Opinion of the Court

ROBERT E. Quinn, Chief Judge:

A board of review set aside the sentence imposed upon the accused by a special court-martial on the ground that a “unanimous clemency recommendation” by the members of the court was “in conflict with the sentence as actually adjudged.” The Judge Advocate General of the Navy certified the case to this court to review the correctness of the board of review’s decision.1

At trial, the accused entered a plea of guilty to two specifications alleging unauthorized absence in violation of Article 86, Uniform Code of Military Justice, 10 USC § 886. He was found guilty as charged. During the sentence procedure, the accused made an un-sworn statement reviewing the financial and health problems of his family. Defense counsel read excerpts from matters introduced in mitigation in the accused’s previous trials. These were supplemented by a further statement by defense counsel. After deliberating in closed session, the court opened and the president announced that the court had sentenced the accused to a bad-conduct discharge and confinement at hard labor for six months. He concluded his statement as follows:

“The court, however, in view of your youth and your apparent family difficulties, your GOT, and your educational background, recommends clemency from the viewpoint that you be considered for an administrative type of discharge in lieu of a bad conduct discharge.”

Apparently after trial, the three members of the court signed an undated document recommending that the sentence be set aside and that “an administrative discharge be considered.” When the record of trial was reviewed by the supervisory authority, the staff legal officer commented on the court’s action. He said: “It appears an anomaly that the court would sentence the accused to a punishment and then recommend that the sentence be set aside.” Carefully reviewing the circumstances, he concluded, and recommended to the supervisory authority, that the adjudged sentence and the court’s clemency recommendation were “not irreconcilable.” On the other hand, a Navy West Coast board of review composed of Members Moloney, Hendry and Cappelmann unanimously reached an opposite conclusion.

The matter is not one of easy solution. Indeed, it is not unusual in a case of this kind to have a difference of opinion on whether there is a conflict between the sentence and the recommendation.
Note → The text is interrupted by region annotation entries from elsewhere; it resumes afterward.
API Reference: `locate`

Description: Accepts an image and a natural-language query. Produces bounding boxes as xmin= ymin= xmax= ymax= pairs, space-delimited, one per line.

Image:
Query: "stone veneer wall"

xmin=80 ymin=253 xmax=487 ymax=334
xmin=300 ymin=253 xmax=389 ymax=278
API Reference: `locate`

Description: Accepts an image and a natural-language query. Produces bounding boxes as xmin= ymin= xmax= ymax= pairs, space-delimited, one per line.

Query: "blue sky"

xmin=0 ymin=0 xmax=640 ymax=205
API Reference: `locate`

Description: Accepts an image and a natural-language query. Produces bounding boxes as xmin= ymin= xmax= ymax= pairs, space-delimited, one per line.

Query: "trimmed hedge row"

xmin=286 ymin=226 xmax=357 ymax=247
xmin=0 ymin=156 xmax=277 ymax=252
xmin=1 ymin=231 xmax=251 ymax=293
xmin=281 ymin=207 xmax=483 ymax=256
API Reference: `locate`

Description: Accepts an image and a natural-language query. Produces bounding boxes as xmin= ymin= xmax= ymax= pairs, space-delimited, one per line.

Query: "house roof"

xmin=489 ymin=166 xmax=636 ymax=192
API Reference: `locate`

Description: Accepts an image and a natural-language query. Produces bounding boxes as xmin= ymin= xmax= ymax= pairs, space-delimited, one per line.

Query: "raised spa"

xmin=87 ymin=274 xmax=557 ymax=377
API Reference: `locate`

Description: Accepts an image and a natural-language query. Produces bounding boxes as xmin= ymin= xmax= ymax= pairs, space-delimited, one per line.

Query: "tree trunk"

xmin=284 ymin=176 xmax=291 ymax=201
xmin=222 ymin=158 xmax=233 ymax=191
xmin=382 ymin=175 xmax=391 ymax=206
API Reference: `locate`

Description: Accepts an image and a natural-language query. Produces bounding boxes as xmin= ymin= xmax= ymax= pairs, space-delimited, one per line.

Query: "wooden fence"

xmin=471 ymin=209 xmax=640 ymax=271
See United States v Kaylor, 10 USCMA 139, 27 CMR 213; United States v Story, 10 USCMA 145, 27 CMR 219; see also, United States v Doherty, 5 USCMA 287, 17 CMR 287. In the Kaylor case the court contemporaneously with its sentence recommended remission of the punitive discharge; in Story, the president directed counsel to prepare a “clemency appeal” which, as signed by a majority of the court members, recommended that the discharge adjudged by the court be disapproved.

*497Here, the court recommended that an administrative discharge be substituted for the bad-conduct discharge. In essence, the recommendation was tantamount to a request that the adjudged punitive discharge be remitted. The situation therefore is substantially like that in Kaylor and Story. Accordingly, we answer the certified question-in the affirmative and affirm the decision of the board of review.

Judge FERGUSON concurs.

The certified question is as follows : “Was the Board of Review correct in deciding that the clemency recommendation of the court impeached, or otherwise rendered inconsistent, its sentence verdict?”